Entropy (Basel). 2022 Jun 10;24(6):810. doi: 10.3390/e24060810.

Abstract

Traditional mathematical search models retrieve scientific documents only by mathematical expressions and their contexts and do not consider the ontological attributes of scientific documents, which result in gaps between the queries and the retrieval results. To solve this problem, a retrieval and ranking model is constructed that synthesizes the information of mathematical expressions with related texts, and the ontology attributes of scientific documents are extracted to further sort the retrieval results.

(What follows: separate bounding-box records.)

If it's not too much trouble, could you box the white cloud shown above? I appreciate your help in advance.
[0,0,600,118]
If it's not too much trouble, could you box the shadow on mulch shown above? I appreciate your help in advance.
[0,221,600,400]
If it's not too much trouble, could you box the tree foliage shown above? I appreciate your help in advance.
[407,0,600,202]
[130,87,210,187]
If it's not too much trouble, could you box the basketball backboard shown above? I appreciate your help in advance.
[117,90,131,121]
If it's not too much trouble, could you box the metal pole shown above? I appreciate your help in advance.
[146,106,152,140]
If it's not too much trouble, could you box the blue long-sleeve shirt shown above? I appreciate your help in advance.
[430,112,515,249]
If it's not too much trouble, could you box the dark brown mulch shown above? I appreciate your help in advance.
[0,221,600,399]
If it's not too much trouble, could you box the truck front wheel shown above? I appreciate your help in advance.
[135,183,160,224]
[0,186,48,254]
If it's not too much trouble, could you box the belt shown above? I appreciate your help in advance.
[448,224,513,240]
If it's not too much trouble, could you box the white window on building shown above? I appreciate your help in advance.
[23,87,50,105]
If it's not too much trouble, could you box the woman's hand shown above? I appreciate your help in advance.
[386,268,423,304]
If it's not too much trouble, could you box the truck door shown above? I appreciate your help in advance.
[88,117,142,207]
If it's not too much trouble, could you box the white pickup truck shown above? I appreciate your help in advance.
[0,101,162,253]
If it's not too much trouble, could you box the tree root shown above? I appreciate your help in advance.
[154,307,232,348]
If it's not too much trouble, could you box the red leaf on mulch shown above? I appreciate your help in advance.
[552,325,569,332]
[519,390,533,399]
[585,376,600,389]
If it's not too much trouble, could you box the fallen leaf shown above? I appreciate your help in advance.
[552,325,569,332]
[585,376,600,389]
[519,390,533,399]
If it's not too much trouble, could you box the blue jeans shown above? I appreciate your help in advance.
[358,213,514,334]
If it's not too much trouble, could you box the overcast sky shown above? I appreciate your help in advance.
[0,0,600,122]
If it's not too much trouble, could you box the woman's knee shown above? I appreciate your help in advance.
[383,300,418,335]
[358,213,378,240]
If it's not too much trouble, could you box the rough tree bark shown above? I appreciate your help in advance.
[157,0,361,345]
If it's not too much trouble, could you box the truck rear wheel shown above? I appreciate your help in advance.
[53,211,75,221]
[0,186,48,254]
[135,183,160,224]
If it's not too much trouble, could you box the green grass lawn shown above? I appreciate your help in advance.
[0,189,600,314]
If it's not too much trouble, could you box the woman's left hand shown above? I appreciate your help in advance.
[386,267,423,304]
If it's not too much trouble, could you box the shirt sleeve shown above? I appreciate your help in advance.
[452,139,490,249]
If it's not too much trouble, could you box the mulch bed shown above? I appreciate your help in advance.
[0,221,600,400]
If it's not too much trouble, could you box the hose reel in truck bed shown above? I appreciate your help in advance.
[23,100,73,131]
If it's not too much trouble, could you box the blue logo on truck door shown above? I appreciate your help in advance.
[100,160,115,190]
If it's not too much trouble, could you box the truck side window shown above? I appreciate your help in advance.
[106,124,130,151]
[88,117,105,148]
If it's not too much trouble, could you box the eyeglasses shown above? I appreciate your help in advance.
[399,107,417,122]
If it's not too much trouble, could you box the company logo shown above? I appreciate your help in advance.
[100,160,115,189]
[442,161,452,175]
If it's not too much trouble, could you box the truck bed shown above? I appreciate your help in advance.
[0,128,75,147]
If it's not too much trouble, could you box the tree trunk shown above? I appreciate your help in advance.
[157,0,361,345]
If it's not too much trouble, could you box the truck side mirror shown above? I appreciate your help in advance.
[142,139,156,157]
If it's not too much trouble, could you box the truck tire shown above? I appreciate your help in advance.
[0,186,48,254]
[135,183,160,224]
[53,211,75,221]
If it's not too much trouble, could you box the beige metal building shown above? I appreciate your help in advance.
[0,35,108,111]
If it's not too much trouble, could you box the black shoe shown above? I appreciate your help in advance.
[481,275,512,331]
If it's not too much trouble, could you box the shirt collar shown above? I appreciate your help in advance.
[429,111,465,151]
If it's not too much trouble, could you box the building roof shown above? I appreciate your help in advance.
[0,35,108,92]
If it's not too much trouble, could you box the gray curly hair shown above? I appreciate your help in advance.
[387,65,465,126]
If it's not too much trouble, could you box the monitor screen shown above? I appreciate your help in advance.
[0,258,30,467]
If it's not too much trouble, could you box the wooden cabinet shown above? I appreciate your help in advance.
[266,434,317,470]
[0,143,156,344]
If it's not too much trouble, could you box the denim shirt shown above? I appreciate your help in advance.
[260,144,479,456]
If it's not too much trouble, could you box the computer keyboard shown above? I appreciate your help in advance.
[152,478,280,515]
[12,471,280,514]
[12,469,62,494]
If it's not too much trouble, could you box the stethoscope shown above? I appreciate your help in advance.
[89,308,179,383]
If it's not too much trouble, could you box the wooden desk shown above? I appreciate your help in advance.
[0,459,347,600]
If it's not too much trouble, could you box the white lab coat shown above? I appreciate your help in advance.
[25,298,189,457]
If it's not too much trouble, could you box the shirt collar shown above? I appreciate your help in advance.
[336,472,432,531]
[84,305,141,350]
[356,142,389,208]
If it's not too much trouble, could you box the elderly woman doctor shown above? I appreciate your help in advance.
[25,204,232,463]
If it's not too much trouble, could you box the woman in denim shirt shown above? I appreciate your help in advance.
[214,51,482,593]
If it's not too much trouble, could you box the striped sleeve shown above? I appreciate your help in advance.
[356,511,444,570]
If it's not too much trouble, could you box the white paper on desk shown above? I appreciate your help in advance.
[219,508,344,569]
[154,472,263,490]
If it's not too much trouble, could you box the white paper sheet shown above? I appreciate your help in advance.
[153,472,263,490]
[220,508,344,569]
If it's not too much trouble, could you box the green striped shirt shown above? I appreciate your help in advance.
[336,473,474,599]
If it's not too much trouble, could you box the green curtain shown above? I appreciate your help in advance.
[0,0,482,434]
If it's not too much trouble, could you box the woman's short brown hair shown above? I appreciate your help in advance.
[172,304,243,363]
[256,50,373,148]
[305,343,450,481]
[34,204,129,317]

First, the hesitant fuzzy set of mathematical expressions is constructed by using the characteristics of the hesitant fuzzy set to address the multi-attribute problem of mathematical expression matching; then, the similarity of the mathematical expression context sentence is calculated by using the BiLSTM two-way coding feature, and the retrieval result is obtained by synthesizing the similarity between the mathematical expression and the sentence; finally, considering the ontological attributes of scientific documents, the retrieval results are ranked to obtain the final search results. The MAP_10 value of the mathematical expression retrieval results on the Ntcir-Mathir-Wikipedia-Corpus dataset is 0.815, and the average value of the NDCG@10 of the scientific document ranking results is 0.9; these results prove the effectiveness of the scientific document retrieval and ranking method.

Keywords: BiLSTM; HFS; mathematical expressions; ontology attributes; scientific document retrieval and ranking.